See the zinc form comparison entry (e9ecea5e) for full breakdown by application. Form selection for the lab-interpretation context follows the supplementation goal: glycinate is the typical default for general supplementation; citrate or picolinate as alternatives. Take with food to reduce GI upset; note that divalent metals compete (separate from iron, calcium, magnesium by 2 hours where possible).

Timing

RBC zinc reflects intracellular zinc over 8-12 weeks (RBC lifespan); more representative of tissue stores than serum zinc. Diurnal variation in serum zinc: 30-50% lower mid-morning vs late afternoon, complicating single-time-point interpretation. Recent meals shift zinc to liver post-prandial; fasting morning sample is the standard timing convention but does not eliminate the limitations.

Safety profile

Zinc-induced copper deficiency is a serious clinical syndrome (see zinc-copper interaction entries 206a1d13 and f39a9a43): copper-deficiency myelopathy, pancytopenia, sideroblastic anaemia. Long-term high-dose zinc lowers HDL and may affect lipid panel interpretation. Disclose zinc supplementation to clinicians interpreting copper, alkaline phosphatase, and lipid markers.

Special populations

Chronic kidney disease on dialysis: loses zinc through dialysate. Pregnancy and lactation: increased demand. Athletes with high sweat losses: relative deficiency possible. Long-term high-dose iron or calcium supplementation reduces zinc absorption competitively.
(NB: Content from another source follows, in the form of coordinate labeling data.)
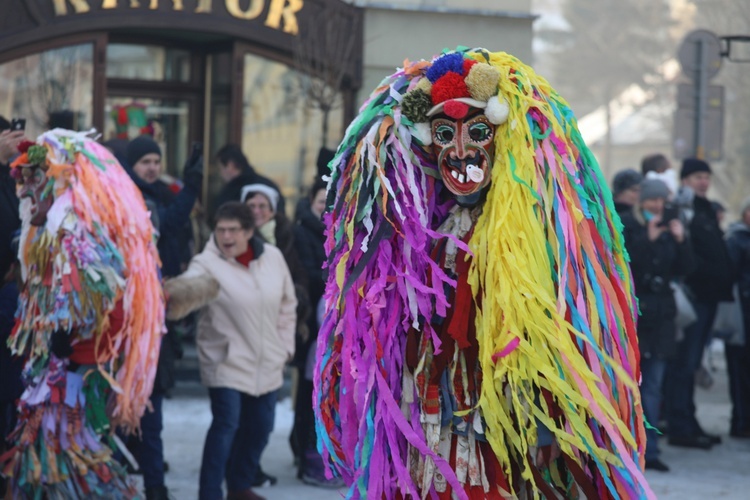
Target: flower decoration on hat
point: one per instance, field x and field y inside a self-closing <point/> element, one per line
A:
<point x="453" y="84"/>
<point x="31" y="154"/>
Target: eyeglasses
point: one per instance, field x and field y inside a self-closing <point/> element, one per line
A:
<point x="228" y="230"/>
<point x="263" y="207"/>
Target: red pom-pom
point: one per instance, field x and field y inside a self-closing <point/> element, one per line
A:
<point x="456" y="109"/>
<point x="24" y="146"/>
<point x="449" y="86"/>
<point x="468" y="63"/>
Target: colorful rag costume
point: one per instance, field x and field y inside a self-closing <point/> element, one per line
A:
<point x="89" y="320"/>
<point x="480" y="310"/>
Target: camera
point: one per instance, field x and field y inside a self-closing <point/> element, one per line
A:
<point x="18" y="124"/>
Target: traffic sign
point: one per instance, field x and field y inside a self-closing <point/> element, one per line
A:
<point x="685" y="119"/>
<point x="700" y="51"/>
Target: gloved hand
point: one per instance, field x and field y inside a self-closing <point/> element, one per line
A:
<point x="192" y="175"/>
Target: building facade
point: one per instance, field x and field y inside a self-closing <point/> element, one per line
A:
<point x="213" y="71"/>
<point x="279" y="77"/>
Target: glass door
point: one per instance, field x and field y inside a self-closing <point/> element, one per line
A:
<point x="166" y="120"/>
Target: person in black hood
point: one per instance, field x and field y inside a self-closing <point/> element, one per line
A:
<point x="173" y="215"/>
<point x="625" y="189"/>
<point x="709" y="283"/>
<point x="737" y="350"/>
<point x="237" y="173"/>
<point x="310" y="237"/>
<point x="659" y="253"/>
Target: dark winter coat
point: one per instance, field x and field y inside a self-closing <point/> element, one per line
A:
<point x="309" y="233"/>
<point x="654" y="265"/>
<point x="233" y="190"/>
<point x="290" y="249"/>
<point x="738" y="246"/>
<point x="10" y="366"/>
<point x="173" y="214"/>
<point x="175" y="232"/>
<point x="712" y="276"/>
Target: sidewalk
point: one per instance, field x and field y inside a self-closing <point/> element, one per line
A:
<point x="721" y="472"/>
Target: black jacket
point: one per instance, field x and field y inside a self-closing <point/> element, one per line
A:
<point x="309" y="232"/>
<point x="233" y="190"/>
<point x="9" y="220"/>
<point x="173" y="213"/>
<point x="175" y="233"/>
<point x="712" y="277"/>
<point x="654" y="265"/>
<point x="738" y="245"/>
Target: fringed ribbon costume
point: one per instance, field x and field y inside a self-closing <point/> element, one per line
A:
<point x="479" y="340"/>
<point x="89" y="322"/>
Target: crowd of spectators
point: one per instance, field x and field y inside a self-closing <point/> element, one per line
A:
<point x="684" y="268"/>
<point x="265" y="273"/>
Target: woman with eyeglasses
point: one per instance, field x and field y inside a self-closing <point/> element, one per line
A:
<point x="245" y="337"/>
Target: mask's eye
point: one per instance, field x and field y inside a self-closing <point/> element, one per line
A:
<point x="480" y="132"/>
<point x="444" y="134"/>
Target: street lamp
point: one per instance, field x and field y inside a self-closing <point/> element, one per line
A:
<point x="741" y="46"/>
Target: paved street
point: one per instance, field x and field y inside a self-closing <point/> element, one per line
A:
<point x="719" y="473"/>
UK adult zinc intake commonly meets requirements (RNI men 9.5 mg, women 7 mg per UK SACN); risk-group screening is more clinically useful than population-wide testing.

Interactions

Long-term high-dose iron or calcium supplementation reduces zinc absorption competitively; relevant when interpreting zinc status in users on chronic iron or calcium. Long-term high-dose zinc lowers HDL and affects lipid panel. Long-term high-dose zinc lowers serum copper and caeruloplasmin and may produce iron-non-responsive anaemia (caeruloplasmin is the iron-oxidising ferroxidase). PPI users may have lower baseline zinc absorption, which is relevant when interpreting normal-range serum zinc against a clinical picture suggesting deficiency.

Guideline positions

Alkaline phosphatase is a zinc-dependent metalloenzyme; persistently low ALP (below 50 U/L; some sources below 60) raises possibility of zinc deficiency. Caveats: ALP is also low in hypothyroidism, hypophosphatasia (rare genetic disorder), severe malnutrition, after gastric bypass surgery, on bisphosphonates, in pernicious anaemia occasionally, and as a benign finding in some healthy individuals. Persistently low ALP combined with consistent clinical picture (poor wound repair, recurrent infection) supports zinc deficiency. Copper:zinc ratio (serum copper / serum zinc): raised ratio (above 1.5) may indicate zinc deficiency relative to copper or excess copper; useful adjunct when both available. Hair zinc (HTMA): clinical interpretation has limitations and inter-lab standardisation issues. Urinary zinc/creatinine ratio: increased in marked supplementation but not routinely used.

Practical framework

Therapeutic trial approach: when serum zinc is normal but symptoms and risk factors suggest deficiency, trial 15-25 mg elemental zinc/day for 8 weeks (bisglycinate, picolinate, or citrate; avoid oxide). Response to supplementation in symptoms (taste, infection frequency, skin repair, energy) is clinically meaningful evidence supporting deficiency. Recheck after 8-12 weeks; if responding, continue with periodic break or reassessment. Pair with 1-2 mg copper if supplementing zinc long-term above 25 mg/day. This is a summary of published research, not personal health advice. Discuss any health or supplement decisions with a qualified healthcare professional, particularly during ongoing care, pregnancy, or with chronic conditions.

Common misconceptions

Claim: hair zinc (HTMA) is a definitive measure of body zinc status. Clinical interpretation has limitations and inter-lab standardisation issues; HTMA is not validated against tissue-level reference standards.

Claim: a low alkaline phosphatase always indicates zinc deficiency. Low ALP is also associated with hypothyroidism, hypophosphatasia, severe malnutrition, post-gastric-bypass status, bisphosphonate use, and as a benign finding; persistently low ALP plus consistent clinical picture is supportive but not specific.